Confessiamo dunque il Signore nostro Gesù Cristo, il Figlio di Dio, l’Unigenito, Dio perfetto e uomo perfetto per anima razionale e corpo; egli è nato dal Padre prima dei tempi secondo la divinità; negli ultimi giorni però egli stesso, per noi e per la nostra salvezza, è nato dalla Vergine Maria, secondo l’umanità; egli ancora è consostanziale (2) al Padre secondo la divinità e consostanziale a noi secondo l’umanità: si è infatti realizzata l’unione delle nature. Confessiamo allora un solo Cristo, un solo Figlio e un solo Signore.

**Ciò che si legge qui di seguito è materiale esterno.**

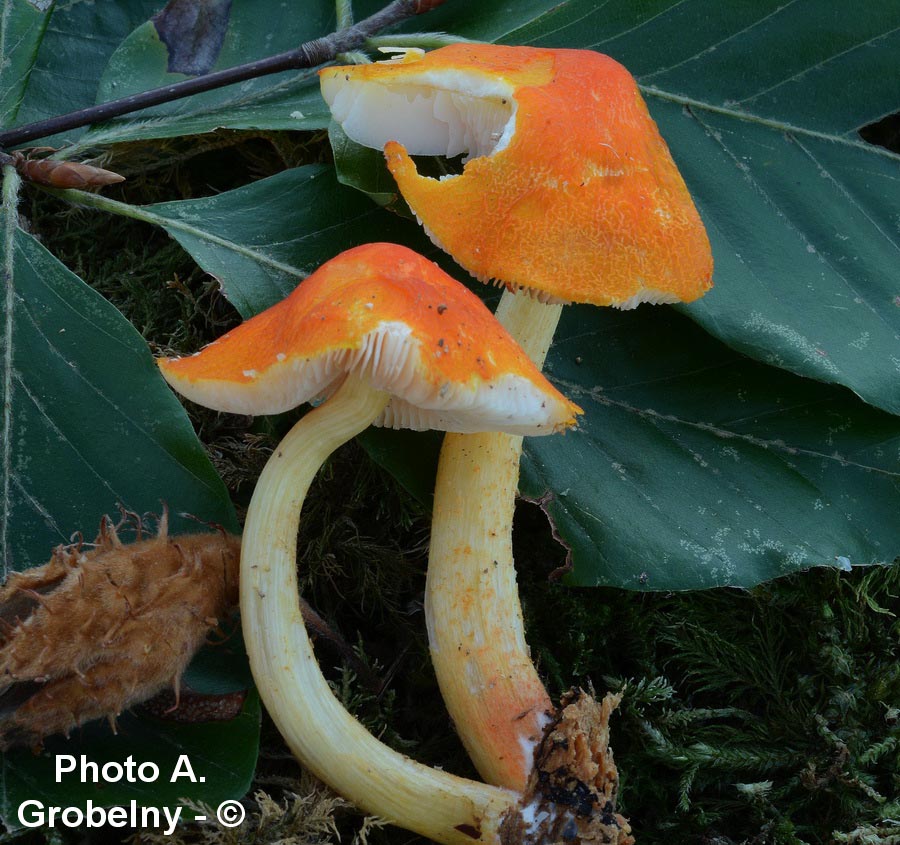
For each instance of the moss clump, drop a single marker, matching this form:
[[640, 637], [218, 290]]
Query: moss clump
[[762, 716]]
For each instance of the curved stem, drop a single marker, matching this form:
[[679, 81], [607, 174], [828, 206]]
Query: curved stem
[[310, 54], [492, 690], [317, 728]]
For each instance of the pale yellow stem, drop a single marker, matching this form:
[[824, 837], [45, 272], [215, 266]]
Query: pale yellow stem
[[320, 732], [492, 690]]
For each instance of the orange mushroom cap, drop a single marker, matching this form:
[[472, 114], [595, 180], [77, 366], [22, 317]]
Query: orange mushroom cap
[[385, 312], [569, 189]]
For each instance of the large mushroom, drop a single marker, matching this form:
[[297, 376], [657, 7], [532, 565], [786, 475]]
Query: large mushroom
[[392, 340], [568, 194]]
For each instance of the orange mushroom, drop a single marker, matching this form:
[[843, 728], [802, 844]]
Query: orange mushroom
[[568, 192], [390, 339]]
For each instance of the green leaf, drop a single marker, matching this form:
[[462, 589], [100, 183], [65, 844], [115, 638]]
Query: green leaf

Secondo questo concetto di non confusa unione, confessiamo la santa Vergine «Madre di Dio», perché il Dio Verbo si è incarnato e si è fatto uomo e per questo concepimento ha unito a sé il Tempio preso da lei. Circa le espressioni che gli Evangelisti e gli Apostoli riferiscono al Signore, sappiamo che quegli uomini, che parlavano di Dio, alcune le hanno considerate in comune, riferendole all’unico

prosopon, altre invece le hanno divise, riferendole alle due nature. Ci hanno perciò trasmesso quelle degne di Dio secondo la divinità di Cristo, e quelle umili, secondo la sua umanità.

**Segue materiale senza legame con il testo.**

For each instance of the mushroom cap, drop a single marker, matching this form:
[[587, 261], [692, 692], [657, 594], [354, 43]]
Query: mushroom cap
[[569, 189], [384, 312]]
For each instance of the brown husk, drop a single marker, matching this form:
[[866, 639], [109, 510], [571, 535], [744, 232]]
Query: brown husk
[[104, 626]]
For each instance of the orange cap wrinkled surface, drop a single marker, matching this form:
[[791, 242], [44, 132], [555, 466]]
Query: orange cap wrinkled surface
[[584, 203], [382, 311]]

[1] Il passo mostra in tutta evidenza come Cirillo assimili hypostasis a prosopon. Invece Nestorio e i vescovi antiocheni si erano formati alla cristologia di Teodoro di Mopsuestia, per il quale «la parola (hypostasis) non è sinonimo di prosopon» (cf. Galtier, L’«unio secundum hypostasim»…, cit., p. 381 e nota 6).

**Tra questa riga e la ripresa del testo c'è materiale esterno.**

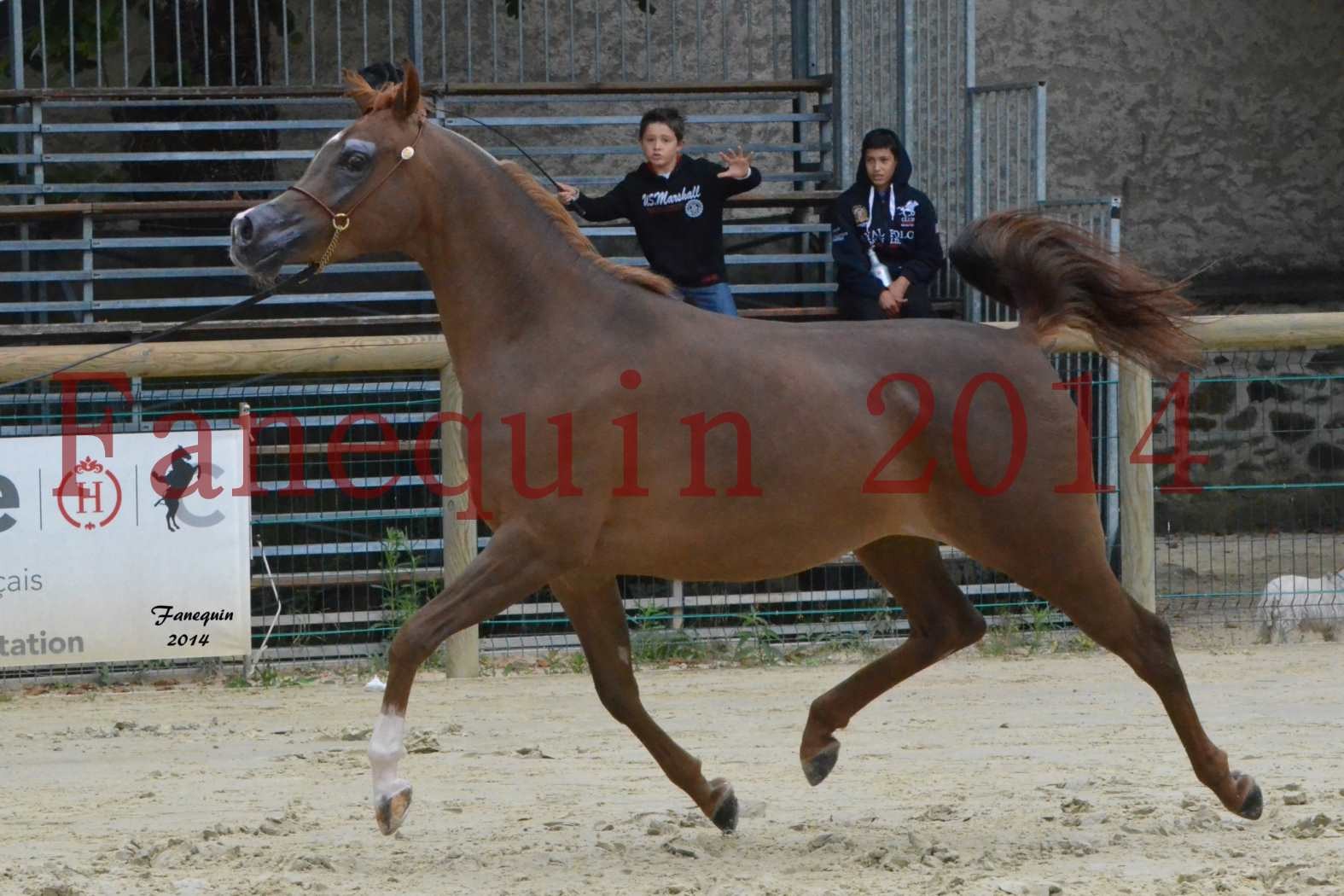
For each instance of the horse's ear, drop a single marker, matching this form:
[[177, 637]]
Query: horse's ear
[[408, 93], [359, 90]]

[2] Questa formula di fede, stipulata nel 433, fu il frutto di una non semplice mediazione, guidata da Acacio di Berea e da Paolo di Emesa. Mediazione tra le tradizioni antiochena e alessandrina, tra Giovanni di Antiochia e Cirillo di Alessandria. Come ogni mediazione il testo lasciò non pienamente soddisfatte tutte le parti e quindi la diatriba suscitata da Nestorio covò a lungo sotto la cenere.